Taiwan is surrounded by the ocean, and the coastline of Taiwan is around 1,500 km long. As a hub of international marine transportation, maritime traffic is busy in the region, and Taiwan needs to handle oil spills caused by shipwrecks or illegal oil disposal. Such illegal acts may lead to ecological catastrophe and affect the development of Taiwan's economy. The prevention of ocean pollution and setting up a complete system for emergency response are therefore top priorities for the EPA.
To effectively manage resources and prevent ocean pollution, the EPA undertakes the following measures:
A. Establishing a legal framework and response mechanism:
The government promulgated the Marine Pollution Control Act on 1 November 2000 and the Executive Yuan (Taiwan's cabinet) approved the Marine Oil Pollution Emergency Response Plans on 10 April 2001. The Plans and the Act provide the framework for the government to alleviate marine pollution. In addition, the EPA is designing a marine chemical pollution emergency response mechanism in response to "The Protocol on Preparedness, Response, and Cooperation to Pollution Incidents by Hazardous and Noxious Substances (OPRC-HNS Protocol)," which took effect in June 2007 at the global level, as well as in response to recent accidents of ships carrying chemicals in Taiwan' s maritime space causing marine pollution,.
B. Building Taiwan's capacity to respond to oil spills:
The government organizes emergency relief training programs, and authorizes competent government departments to organize basic training courses for staff in charge of marine pollution, to dispatch commanders to receive training in other countries, and to invite experts from home and abroad to participate in seminars. In addition, on-site training and drills are held to improve relevant staff's responses to marine pollution (chemical or oil spills) and to enforce laws on ocean pollution.
C. Preparing for marine pollution:
The EPA will renew and integrate its resources for the alleviation of marine pollution and purchase oil booms, oil skimmers, oil sorbent materials and other facilities, as well as construct oil spill recovery vessels.
D. Preventing marine pollution from land or ports
The EPA will actively inspect and monitor the operation of oil suppliers and transporters, and requests all ports in Taiwan to construct reception facilities for wastewater, waste oil, wastes and other contaminants.
E. Preventing the wastes of vessels from polluting the ocean:
The EPA upholds the principle of recycling and reusing resources to slash the approved volume of exhaust emission and incineration at sea. The EPA revised and promulgated the classification rules for waste emission at sea on 2 November 2006. According to the classification rules, dredging substances, wastewater and mud, fishery wastes and residuals from fishery processing, artificial substances for the construction of vessels or marine platforms, inert and inorganic materials, organic substances, steel and cement on isles can be dumped into the sea. Other substances are prohibited.
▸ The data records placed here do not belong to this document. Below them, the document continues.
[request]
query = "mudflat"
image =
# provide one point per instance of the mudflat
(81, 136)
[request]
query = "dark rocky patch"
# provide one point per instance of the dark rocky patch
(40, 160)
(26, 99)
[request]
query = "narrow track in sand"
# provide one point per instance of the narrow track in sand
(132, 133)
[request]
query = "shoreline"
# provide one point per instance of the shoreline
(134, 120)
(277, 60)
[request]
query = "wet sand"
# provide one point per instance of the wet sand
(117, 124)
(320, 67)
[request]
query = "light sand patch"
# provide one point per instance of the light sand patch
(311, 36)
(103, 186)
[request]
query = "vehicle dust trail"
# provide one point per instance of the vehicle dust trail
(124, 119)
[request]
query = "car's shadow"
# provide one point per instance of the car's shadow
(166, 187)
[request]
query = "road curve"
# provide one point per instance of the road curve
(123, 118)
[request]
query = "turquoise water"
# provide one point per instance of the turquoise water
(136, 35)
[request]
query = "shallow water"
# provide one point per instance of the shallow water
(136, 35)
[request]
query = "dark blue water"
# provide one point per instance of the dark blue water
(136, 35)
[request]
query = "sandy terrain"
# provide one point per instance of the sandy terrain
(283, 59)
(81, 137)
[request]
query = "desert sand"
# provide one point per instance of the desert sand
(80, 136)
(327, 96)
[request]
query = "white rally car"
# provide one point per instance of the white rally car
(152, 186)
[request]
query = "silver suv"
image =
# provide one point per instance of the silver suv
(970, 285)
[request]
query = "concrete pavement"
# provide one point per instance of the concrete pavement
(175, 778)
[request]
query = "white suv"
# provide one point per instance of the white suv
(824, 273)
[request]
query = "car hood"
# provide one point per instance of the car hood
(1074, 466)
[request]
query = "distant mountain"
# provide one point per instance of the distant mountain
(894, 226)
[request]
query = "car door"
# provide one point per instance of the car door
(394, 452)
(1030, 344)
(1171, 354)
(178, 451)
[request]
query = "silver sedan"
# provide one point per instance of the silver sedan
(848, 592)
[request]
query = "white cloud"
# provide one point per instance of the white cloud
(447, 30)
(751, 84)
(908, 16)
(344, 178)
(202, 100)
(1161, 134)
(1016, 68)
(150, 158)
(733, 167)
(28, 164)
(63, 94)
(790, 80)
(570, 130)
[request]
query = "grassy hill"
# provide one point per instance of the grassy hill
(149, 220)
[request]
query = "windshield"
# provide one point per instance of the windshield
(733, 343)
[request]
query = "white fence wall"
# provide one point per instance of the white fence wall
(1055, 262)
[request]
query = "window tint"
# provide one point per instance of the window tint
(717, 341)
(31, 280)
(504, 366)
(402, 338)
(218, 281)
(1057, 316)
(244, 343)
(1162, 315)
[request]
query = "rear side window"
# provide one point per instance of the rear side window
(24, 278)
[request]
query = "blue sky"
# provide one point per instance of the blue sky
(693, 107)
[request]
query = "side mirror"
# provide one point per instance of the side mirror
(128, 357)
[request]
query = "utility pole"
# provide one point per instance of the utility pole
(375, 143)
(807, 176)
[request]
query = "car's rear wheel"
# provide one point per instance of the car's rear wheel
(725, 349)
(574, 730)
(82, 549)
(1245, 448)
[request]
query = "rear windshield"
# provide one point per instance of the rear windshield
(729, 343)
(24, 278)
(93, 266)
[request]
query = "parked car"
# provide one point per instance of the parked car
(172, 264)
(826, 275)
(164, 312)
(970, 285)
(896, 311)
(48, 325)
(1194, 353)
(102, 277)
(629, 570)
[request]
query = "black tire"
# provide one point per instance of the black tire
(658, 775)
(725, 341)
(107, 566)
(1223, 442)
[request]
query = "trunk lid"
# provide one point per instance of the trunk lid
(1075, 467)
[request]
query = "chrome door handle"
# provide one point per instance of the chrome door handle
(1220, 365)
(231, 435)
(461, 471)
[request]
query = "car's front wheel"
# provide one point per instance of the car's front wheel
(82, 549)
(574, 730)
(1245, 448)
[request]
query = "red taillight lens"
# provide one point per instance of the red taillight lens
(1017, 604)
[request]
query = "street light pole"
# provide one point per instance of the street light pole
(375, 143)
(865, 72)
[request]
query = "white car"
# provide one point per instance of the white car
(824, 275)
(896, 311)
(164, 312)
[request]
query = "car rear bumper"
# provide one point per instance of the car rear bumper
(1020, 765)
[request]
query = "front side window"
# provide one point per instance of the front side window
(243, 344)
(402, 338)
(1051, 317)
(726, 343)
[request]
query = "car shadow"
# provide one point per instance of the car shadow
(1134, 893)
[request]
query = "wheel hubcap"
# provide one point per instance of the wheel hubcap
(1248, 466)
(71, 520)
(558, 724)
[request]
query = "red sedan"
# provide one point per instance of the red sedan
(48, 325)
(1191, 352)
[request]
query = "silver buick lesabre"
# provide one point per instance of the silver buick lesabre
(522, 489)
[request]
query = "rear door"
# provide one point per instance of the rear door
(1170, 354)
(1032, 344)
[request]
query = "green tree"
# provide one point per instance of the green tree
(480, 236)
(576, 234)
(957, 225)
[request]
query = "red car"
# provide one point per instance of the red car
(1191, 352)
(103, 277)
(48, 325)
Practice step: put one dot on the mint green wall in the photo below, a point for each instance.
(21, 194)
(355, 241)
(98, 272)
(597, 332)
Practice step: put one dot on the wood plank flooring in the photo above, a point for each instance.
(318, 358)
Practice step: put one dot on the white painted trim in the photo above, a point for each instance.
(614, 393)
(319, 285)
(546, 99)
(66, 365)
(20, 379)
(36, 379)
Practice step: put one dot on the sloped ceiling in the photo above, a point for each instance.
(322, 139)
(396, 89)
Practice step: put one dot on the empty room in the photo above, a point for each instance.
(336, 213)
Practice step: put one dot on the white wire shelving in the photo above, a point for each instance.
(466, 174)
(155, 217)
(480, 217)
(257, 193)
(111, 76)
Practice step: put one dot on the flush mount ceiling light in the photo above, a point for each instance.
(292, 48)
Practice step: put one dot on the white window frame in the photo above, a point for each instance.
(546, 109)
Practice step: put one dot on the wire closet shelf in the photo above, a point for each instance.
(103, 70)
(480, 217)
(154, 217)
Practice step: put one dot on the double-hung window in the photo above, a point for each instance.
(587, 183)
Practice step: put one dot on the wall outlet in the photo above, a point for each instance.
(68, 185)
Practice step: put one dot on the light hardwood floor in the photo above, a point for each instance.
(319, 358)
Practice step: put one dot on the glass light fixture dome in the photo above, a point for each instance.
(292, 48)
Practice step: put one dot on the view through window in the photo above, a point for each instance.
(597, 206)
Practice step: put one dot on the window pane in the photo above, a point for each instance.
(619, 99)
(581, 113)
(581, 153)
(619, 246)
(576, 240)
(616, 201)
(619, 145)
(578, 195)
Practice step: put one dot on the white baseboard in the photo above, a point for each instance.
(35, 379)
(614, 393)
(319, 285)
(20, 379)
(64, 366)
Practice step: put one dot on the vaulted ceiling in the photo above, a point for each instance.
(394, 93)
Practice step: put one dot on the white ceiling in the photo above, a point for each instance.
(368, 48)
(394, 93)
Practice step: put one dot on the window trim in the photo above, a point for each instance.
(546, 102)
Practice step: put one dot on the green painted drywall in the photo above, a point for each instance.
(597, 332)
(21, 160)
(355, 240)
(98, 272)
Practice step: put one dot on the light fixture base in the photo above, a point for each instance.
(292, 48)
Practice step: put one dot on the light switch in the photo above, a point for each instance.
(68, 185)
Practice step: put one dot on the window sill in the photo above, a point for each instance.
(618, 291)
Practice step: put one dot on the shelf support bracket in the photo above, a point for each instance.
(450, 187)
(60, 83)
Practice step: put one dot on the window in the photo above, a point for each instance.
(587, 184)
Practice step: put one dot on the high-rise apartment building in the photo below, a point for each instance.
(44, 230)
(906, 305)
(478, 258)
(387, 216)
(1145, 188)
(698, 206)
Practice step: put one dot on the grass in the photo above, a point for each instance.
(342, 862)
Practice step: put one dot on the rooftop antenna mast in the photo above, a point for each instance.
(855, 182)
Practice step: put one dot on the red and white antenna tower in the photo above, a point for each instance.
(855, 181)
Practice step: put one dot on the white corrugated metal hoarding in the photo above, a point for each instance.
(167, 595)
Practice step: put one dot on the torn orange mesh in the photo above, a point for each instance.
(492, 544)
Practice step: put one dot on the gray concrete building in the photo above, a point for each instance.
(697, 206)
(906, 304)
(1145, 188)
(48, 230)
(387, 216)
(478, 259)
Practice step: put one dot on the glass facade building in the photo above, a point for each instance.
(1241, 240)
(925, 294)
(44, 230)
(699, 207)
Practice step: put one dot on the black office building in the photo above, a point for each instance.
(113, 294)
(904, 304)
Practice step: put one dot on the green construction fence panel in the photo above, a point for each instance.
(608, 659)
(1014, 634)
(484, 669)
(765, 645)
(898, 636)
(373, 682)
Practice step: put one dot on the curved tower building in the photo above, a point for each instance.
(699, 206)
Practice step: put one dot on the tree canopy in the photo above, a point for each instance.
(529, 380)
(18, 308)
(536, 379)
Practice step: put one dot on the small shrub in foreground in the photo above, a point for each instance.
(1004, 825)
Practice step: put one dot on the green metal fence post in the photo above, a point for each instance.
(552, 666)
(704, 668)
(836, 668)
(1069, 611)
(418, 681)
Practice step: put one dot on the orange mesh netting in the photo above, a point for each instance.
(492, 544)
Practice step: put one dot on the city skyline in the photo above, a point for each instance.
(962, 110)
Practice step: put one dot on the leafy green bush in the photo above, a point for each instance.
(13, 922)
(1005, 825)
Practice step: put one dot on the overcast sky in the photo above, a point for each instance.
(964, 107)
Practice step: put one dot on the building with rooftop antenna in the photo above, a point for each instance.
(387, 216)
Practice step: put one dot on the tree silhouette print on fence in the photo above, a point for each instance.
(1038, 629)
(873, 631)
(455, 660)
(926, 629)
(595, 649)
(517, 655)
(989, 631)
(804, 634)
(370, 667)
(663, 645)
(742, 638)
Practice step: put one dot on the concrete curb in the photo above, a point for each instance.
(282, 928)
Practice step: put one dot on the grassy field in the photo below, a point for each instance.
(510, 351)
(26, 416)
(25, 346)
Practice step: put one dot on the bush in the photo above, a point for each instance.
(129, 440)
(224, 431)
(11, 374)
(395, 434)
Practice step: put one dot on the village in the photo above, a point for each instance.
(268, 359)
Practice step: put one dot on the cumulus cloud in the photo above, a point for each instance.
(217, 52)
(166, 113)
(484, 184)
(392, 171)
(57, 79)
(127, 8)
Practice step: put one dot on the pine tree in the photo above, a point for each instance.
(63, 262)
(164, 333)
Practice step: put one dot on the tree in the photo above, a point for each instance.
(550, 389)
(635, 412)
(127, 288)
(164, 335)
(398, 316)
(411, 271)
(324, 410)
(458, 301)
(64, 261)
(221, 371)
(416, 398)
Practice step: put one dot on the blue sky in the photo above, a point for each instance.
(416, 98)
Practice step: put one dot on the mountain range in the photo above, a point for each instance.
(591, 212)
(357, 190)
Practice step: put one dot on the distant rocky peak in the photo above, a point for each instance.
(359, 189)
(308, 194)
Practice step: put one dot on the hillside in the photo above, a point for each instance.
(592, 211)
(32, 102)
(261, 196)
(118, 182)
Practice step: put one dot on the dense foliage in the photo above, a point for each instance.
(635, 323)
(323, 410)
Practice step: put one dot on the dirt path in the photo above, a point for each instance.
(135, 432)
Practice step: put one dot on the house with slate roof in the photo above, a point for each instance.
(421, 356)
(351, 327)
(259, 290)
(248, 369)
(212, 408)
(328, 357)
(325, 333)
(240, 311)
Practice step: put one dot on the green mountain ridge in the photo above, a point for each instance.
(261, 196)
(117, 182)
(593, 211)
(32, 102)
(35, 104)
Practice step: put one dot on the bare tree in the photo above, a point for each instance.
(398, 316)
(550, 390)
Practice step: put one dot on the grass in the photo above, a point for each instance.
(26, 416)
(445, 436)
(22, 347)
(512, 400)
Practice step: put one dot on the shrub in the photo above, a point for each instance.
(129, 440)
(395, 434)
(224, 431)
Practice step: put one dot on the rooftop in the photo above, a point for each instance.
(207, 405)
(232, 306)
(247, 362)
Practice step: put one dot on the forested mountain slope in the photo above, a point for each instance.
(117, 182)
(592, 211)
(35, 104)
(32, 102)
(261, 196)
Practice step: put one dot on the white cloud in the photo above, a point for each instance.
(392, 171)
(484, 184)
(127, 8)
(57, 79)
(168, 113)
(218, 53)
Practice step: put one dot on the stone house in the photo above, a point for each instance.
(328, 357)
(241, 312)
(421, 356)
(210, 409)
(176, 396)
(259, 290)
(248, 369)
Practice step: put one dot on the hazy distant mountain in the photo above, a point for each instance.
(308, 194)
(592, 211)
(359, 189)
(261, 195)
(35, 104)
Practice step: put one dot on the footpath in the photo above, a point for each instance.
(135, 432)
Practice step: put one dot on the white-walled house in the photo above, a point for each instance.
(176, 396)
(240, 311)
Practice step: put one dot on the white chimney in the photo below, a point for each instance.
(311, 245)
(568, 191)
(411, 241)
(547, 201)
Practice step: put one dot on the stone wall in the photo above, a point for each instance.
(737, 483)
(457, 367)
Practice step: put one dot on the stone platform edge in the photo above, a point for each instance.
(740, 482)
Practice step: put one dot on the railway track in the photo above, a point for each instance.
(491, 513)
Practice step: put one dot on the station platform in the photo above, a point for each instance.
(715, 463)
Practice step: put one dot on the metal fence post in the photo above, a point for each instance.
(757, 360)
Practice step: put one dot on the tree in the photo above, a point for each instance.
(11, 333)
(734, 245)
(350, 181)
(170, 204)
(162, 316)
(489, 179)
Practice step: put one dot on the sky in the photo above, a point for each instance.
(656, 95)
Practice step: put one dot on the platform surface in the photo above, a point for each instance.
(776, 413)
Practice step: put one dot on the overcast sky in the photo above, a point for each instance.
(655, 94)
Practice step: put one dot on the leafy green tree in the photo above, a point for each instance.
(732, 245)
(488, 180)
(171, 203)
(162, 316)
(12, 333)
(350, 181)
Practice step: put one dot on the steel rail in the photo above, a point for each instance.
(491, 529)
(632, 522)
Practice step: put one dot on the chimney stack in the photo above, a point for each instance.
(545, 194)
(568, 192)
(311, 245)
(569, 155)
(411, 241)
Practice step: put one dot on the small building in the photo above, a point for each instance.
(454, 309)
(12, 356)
F. Preventing vessels from polluting the ocean:
The EPA will inspect vessels that upload, download, or carry oil, chemicals, or other cargo that may contaminate the ocean to prevent any intentional marine pollution. The EPA will encourage vessel owners to purchase liability insurance for possible pollution in order to make sure that that pollutants will be removed and compensation claimed in case of pollution.
G. Using different strategies according to coastal geography:
Advanced nations respond to emergencies based on the nature and gravity of incidents. The EPA refers to other advanced nations and investigates the environment sensitivity index (ESI) of all regions of Taiwan to edit a manual on the classification of Taiwan's coastal areas according to their ESI and standard operation procedures for on site pollution investigation.